Sudanese reflect on violence
March 22, 2010
Isaac Leju-Loding left his mother, his brother and five sisters in Sudan never to return… Isaac Leju-Loding left his mother, his brother and five sisters in Sudan never to return home.
The year was 1989. He was 18 years old and had the memory of a friend’s arrest fresh in his mind.
Sudan, his home country, had been in a civil war for six years and would not end it for many more.
“I was sort of tossed out of the country, to flee,” Leju-Loding, now 38, said of his secret escape. “It was physical,” he said, noting that he had to run, hide and dodge from the authorities.
Leju-Loding works full time as the president of Sudanese Community in Pittsburgh, which is part of the Union of African Communities in Pittsburgh and Allegheny County, a group dedicated to improving the quality of life for Africans in Pittsburgh. With more than 600 members, Pittsburgh’s Sudanese population is the third largest in the nation behind Lincoln, Neb., and Dallas, Texas.
Leju-Loding worked with the Pittsburgh Darfur Emergency Coalition and the Obama administration to organize a summit on Sudan at Carnegie Mellon this weekend.
The country has been ripe with violence for decades. The Janjaweed, an Arab militia supported by the Khartoum government in Sudan, has been murdering millions of Africans in Darfur. In February 2003, two Darfurian groups, the Sudan Liberation Movement/Army and the Justice and Equality Movement rebelled against their government in response. The government fought back harder, and thousands of citizens die each month.
The summit, sponsored by the the Emergency Coalition, featured presentations by members of President Obama’s Special Envoy to Sudan. Local government representatives U.S. Rep. Mike Doyle, D-Forest Hills; state Rep. Dan Frankel, D-Squirrel Hill; Allegheny County Councilman Bill Robinson and city Councilman Bill Peduto, who represents Oakland, attended the summit.
At the closing conference on Saturday evening, about 100 adults and roughly a dozen students gathered to hear what several speakers had to say.
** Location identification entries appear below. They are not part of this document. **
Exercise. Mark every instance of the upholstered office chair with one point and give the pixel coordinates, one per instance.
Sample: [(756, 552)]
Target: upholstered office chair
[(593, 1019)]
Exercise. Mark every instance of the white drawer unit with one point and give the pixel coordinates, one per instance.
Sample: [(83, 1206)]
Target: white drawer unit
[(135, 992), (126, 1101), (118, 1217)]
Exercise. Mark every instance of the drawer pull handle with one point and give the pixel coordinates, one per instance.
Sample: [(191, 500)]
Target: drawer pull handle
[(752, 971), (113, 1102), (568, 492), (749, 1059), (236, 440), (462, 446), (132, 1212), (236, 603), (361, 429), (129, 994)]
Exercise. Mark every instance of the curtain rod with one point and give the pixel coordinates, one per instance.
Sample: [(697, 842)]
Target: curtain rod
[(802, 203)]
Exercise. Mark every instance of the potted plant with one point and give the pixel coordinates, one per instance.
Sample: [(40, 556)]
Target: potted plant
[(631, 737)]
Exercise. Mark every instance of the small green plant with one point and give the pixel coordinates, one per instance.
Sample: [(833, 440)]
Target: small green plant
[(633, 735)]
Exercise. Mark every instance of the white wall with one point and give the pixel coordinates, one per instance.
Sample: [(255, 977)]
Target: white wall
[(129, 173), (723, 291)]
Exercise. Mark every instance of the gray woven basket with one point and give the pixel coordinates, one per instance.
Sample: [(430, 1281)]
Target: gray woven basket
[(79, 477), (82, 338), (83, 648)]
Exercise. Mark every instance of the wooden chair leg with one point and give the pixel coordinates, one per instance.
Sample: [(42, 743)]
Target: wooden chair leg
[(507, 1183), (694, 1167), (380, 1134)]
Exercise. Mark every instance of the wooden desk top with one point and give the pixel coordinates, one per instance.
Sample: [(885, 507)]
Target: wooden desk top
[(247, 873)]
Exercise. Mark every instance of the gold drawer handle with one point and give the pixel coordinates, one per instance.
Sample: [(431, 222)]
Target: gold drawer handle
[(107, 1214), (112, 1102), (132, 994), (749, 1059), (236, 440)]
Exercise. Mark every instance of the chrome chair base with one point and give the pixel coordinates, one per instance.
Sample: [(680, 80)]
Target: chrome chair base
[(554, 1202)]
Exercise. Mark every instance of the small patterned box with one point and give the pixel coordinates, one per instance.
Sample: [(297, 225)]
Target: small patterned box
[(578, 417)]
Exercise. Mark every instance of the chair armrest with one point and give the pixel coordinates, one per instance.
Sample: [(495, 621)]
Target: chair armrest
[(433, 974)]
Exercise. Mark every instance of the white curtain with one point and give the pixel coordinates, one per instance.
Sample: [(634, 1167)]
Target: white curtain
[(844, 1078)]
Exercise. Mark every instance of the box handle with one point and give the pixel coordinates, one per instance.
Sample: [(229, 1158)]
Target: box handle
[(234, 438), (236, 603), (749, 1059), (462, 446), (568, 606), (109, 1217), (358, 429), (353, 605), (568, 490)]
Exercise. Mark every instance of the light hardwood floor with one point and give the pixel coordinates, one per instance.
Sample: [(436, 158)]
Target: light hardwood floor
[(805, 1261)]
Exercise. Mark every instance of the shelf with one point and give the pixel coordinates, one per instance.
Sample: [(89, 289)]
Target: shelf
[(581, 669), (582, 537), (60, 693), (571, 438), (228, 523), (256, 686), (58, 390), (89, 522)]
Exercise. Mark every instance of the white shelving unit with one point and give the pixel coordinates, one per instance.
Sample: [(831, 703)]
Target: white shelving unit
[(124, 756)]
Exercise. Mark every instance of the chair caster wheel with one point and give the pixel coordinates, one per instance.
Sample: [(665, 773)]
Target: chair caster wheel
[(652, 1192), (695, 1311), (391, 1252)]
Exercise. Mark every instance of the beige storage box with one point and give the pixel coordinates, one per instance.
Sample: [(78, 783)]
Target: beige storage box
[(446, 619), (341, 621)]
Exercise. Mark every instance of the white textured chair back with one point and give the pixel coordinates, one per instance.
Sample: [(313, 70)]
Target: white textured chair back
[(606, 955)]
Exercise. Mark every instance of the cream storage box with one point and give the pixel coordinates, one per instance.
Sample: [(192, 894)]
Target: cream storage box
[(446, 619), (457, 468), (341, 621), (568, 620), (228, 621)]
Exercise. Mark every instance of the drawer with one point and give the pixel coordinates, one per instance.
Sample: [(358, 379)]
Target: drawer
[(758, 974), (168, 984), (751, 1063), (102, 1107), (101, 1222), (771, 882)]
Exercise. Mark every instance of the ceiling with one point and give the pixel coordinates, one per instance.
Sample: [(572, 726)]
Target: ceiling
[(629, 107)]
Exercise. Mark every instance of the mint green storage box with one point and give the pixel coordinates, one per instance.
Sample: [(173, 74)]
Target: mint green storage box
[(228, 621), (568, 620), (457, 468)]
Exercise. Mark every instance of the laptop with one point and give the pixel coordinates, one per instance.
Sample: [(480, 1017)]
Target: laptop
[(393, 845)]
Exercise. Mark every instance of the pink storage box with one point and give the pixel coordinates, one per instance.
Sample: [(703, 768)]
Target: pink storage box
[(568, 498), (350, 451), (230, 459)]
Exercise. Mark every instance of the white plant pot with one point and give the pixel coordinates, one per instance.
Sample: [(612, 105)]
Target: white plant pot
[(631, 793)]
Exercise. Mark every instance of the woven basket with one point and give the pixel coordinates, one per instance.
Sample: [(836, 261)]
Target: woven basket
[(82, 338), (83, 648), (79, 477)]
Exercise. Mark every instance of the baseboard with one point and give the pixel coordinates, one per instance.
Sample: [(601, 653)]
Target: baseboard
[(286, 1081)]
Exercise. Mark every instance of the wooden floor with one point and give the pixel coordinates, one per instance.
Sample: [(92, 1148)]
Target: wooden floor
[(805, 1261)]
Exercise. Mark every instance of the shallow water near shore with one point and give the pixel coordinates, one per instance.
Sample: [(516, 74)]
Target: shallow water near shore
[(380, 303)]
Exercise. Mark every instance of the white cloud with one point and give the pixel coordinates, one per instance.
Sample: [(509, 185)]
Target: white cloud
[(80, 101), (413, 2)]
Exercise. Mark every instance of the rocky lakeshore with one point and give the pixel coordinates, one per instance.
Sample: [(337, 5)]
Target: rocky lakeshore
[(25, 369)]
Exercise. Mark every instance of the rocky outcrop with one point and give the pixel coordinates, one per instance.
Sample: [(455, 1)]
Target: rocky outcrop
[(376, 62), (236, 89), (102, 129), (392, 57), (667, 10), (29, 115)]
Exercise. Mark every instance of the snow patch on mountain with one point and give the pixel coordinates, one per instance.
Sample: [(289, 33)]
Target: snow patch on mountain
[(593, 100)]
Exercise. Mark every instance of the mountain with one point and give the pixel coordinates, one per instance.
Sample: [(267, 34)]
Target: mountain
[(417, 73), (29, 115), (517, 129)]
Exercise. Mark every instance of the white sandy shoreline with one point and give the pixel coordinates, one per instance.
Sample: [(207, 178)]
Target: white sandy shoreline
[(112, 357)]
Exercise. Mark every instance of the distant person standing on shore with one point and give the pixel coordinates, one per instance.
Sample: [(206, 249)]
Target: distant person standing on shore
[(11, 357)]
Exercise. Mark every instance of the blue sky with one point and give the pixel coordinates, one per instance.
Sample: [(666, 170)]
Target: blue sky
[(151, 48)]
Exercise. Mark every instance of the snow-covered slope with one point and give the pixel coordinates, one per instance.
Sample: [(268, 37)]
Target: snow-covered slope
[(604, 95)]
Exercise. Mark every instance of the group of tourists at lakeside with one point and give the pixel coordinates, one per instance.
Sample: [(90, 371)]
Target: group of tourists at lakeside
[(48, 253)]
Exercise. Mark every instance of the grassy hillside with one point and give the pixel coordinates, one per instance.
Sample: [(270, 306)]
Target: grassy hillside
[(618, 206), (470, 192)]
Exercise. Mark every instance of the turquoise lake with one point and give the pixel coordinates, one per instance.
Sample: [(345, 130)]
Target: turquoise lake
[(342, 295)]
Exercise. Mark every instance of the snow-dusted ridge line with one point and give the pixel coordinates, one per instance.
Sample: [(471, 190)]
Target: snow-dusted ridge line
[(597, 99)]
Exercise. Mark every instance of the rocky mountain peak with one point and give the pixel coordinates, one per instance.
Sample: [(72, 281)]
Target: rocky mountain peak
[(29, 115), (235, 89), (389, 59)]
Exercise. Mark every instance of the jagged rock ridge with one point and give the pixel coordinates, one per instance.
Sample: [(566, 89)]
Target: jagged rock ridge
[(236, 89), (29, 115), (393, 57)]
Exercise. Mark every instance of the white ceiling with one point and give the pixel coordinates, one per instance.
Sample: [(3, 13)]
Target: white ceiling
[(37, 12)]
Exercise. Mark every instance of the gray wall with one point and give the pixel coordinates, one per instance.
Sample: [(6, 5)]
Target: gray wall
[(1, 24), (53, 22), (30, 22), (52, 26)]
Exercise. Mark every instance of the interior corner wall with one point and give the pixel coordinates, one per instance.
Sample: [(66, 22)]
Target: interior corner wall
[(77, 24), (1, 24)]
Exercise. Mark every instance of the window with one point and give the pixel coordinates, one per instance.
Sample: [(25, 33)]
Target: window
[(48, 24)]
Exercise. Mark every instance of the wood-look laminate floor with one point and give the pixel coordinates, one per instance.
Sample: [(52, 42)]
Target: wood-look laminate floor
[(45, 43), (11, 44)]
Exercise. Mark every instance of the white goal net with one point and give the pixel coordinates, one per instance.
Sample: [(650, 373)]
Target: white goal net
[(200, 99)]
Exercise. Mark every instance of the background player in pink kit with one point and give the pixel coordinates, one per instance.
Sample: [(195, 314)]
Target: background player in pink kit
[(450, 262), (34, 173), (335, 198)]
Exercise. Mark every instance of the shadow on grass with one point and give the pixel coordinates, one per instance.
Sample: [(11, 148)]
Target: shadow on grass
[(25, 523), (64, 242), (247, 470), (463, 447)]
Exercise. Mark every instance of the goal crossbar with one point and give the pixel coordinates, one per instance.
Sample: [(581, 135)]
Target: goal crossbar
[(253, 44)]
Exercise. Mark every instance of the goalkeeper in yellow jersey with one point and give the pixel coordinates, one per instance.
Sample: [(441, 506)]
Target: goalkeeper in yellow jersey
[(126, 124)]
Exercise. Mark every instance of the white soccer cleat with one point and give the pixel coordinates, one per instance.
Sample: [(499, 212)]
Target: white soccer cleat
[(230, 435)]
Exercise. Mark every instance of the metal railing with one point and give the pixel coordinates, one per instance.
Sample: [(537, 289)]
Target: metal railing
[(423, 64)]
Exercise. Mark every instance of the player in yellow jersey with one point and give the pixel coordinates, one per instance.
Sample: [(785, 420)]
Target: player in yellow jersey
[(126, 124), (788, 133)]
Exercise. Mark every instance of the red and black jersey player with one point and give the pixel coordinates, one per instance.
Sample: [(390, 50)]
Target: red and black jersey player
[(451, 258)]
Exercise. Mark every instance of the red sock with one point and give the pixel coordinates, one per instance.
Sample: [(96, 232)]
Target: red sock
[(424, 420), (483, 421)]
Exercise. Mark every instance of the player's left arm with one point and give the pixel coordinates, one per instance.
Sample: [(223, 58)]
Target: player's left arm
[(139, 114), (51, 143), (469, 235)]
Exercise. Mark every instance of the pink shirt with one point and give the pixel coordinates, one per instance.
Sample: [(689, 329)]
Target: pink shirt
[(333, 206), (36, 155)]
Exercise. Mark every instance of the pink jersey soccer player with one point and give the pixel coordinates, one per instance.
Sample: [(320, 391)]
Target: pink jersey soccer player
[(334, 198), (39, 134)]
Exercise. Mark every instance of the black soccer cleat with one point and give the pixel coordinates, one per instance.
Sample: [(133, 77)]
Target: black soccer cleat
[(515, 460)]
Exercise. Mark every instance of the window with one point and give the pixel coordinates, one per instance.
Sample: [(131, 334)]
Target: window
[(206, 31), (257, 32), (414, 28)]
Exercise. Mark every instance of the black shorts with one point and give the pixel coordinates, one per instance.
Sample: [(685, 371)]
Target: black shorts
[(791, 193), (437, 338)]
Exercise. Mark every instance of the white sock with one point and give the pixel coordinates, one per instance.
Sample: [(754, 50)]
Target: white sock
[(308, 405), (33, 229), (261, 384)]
Many of the audience members’ stories were not far from Isaac’s.
Ezekiel Lol Gatkuoth, who represented the Sudanese government in the United States and has returned to Sudan several times, shared his stories from his home country.
“If you had met me in 1985, you would see me in the bushes of Southern Sudan fighting as a young boy,” he said. “I did not know my ABCs … I did not even know how to write my own language.”
Jerry Fowler, president of the Save Darfur Coalition, presented four points on the prospects for peace in Darfur: security, a political foundation for peace, an economical foundation for peace and the international role in helping Darfur and Sudan as a whole.
Gen. Scott Gration, a policy adviser for President Barack Obama and retired major general, gave a calm and hopeful speech about the United States’ efforts to “seek a definitive end” to the violence in Darfur and Sudan.
“I think there is a good chance we have started democratization in Sudan,” Gration said. He said he hopes the people of Sudan will begin to see changes in their daily lives as important milestones are reached over the next few years.
Leju-Loding said the event “exceeded my expectations,” noting that he looks forward to seeing progress in Sudan.
He expanded upon his story in a separate interview.
He said that when he left Sudan, he first went to Miami, where he was able to enter the country. He knew few people, but was able to speak English — a language he had studied since elementary school.
One of Leju-Loding’s friends lived in Dallas. He had come to the country years earlier as a student and learned via word of mouth that Leju-Loding made it safely to the U.S.. The friend, whose name Leju-Loding declined to give because he didn’t want to do an interview, arranged for Leju-Loding to fly to his home.
But Leju-Loding didn’t spend long in Dallas.
“I hated the weather in Dallas and Florida,” he said. “It was the same as the weather in south Sudan. I wanted to see snow.”
So he moved to Ohio and became a biology student at Ohio State University. He heard of Pittsburgh’s large Sudanese population, and after only a year, Leju-Loding found himself working as a telemarketer in Monroeville, where he quickly bonded with the people he met.
“I wanted to help them. I took them to the hospital, I helped them get an education and speak English,” he said.
After he raised the money he needed, Leju-Loding became a student at Penn State and the vice president of the Sudanese Community in Pittsburgh. When he decided to campaign for the position of president in the early 1990s, he won by a landslide.
Leju-Loding, who has been married for seven years and has 5-year-old and 7-year-old sons, spends much of his time speaking to government officials about the violence in Sudan.
He has spoken before City Council. He hopes the local leaders will put pressure on state and federal leaders, eventually encouraging Obama to put pressure on Sudanese citizens to comply with their peace agreement. The Sudanese Government and the Sudan People’s Liberation Movement signed an agreement that holds both sides accountable to strive toward long-term peace within their country.